The states are stepping up on climate change
Will it be enough?
In just the last week, two economically and politically important states, New York and Virginia, took major steps toward reducing their contributions to climate change. On Tuesday, Virginia Governor Terry McAuliffe (D) signed an executive order directing the state’s Department of Environmental Quality to develop and propose a regulation to the State Air Pollution Control Board “to abate, control or limit” emissions of carbon dioxide from electric power plants. The order also asks that any regulation is “trading-ready,” or compatible with multi-state trading programs, which many have speculated is a signal that Virginia may join the Regional Greenhouse Gas Initiative, the group of Northeastern states that participate in a carbon trading market. While some environmentalists are luke warm about the timing of this announcement, with less than a year left in McAuliffe’s term, it’s still a bold step for a purple, southern state to take on one of the most politically charged issues. The race for governor later this year provides an opportunity for voters to directly signal their support or opposition to the order, as the party of the next governor will likely determine its fate.

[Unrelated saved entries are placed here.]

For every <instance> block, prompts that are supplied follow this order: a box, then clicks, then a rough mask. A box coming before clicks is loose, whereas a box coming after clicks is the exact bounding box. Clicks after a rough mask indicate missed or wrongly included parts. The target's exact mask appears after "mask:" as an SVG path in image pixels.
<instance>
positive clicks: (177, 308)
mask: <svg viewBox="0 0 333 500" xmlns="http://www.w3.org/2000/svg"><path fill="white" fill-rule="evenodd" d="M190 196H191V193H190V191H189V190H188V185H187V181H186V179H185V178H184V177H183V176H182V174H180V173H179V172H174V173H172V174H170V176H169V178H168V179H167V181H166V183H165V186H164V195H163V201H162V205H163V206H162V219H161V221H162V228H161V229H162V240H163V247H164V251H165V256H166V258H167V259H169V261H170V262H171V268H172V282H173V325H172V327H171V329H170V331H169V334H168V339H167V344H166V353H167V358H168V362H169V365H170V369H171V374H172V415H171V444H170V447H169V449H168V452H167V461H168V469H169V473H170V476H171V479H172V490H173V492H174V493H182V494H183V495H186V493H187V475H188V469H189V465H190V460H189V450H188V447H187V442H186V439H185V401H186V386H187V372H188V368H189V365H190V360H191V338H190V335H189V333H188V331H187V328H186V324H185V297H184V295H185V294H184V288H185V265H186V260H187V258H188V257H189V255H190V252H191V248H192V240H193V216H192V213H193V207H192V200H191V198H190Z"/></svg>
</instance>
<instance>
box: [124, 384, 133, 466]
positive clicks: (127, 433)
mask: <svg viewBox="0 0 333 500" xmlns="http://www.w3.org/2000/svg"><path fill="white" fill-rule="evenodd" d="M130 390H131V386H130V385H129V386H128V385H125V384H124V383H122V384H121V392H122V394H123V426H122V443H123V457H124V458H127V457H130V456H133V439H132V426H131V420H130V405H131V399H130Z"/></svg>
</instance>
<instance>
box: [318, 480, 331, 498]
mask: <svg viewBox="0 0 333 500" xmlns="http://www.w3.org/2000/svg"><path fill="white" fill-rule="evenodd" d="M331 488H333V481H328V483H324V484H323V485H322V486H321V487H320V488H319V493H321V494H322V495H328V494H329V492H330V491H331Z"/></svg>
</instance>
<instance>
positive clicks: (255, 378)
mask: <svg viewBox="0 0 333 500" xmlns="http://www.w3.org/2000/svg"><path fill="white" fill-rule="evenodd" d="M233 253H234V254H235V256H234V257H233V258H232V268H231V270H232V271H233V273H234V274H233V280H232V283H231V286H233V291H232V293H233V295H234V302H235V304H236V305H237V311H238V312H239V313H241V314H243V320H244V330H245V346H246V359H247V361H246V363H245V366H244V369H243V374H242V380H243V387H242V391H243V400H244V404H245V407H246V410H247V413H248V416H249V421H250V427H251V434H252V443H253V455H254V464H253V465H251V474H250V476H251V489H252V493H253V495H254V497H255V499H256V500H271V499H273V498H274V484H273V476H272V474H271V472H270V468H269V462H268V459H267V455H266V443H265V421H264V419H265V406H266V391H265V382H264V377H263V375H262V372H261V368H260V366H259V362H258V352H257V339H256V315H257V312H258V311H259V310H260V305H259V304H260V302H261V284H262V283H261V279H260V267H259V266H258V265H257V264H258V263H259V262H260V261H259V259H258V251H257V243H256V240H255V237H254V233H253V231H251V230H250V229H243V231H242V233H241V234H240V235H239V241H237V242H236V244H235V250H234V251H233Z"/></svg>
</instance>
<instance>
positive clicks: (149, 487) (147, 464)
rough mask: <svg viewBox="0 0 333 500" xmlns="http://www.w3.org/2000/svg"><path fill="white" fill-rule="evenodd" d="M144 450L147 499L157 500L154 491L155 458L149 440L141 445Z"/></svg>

And just yesterday, New York Governor Andrew Cuomo (D) announced a statewide plan to reduce methane emissions, as part of the state’s goal to reduce GHG emission by 40% from 1990 levels by 2030. With this move, New York joins California as leaders in addressing short-lived climate pollutants like methane. New York’s plan highlights the diversity in state emissions profiles; unlike California, where dairy and livestock account for 55% of methane emissions, while landfills produce 20% and oil and gas emissions make up only 4%, New York’s methane profile features 58% of emissions from landfills, 11% from oil and gas, and only 22% from agriculture. As a result, it may actually be easier for New York to meet its methane reduction goal than California, since reducing organic waste and capturing landfill gas are less costly and less controversial than installing biodigesters at dairies.
As encouraging as these developments are, we will need more than a handful of states to start ramping up mitigation efforts if we are going to avert the worst of climate change. But as more states emulate California and prove that these measures don’t kill economies or jobs and improve lives, maybe that handful will grow.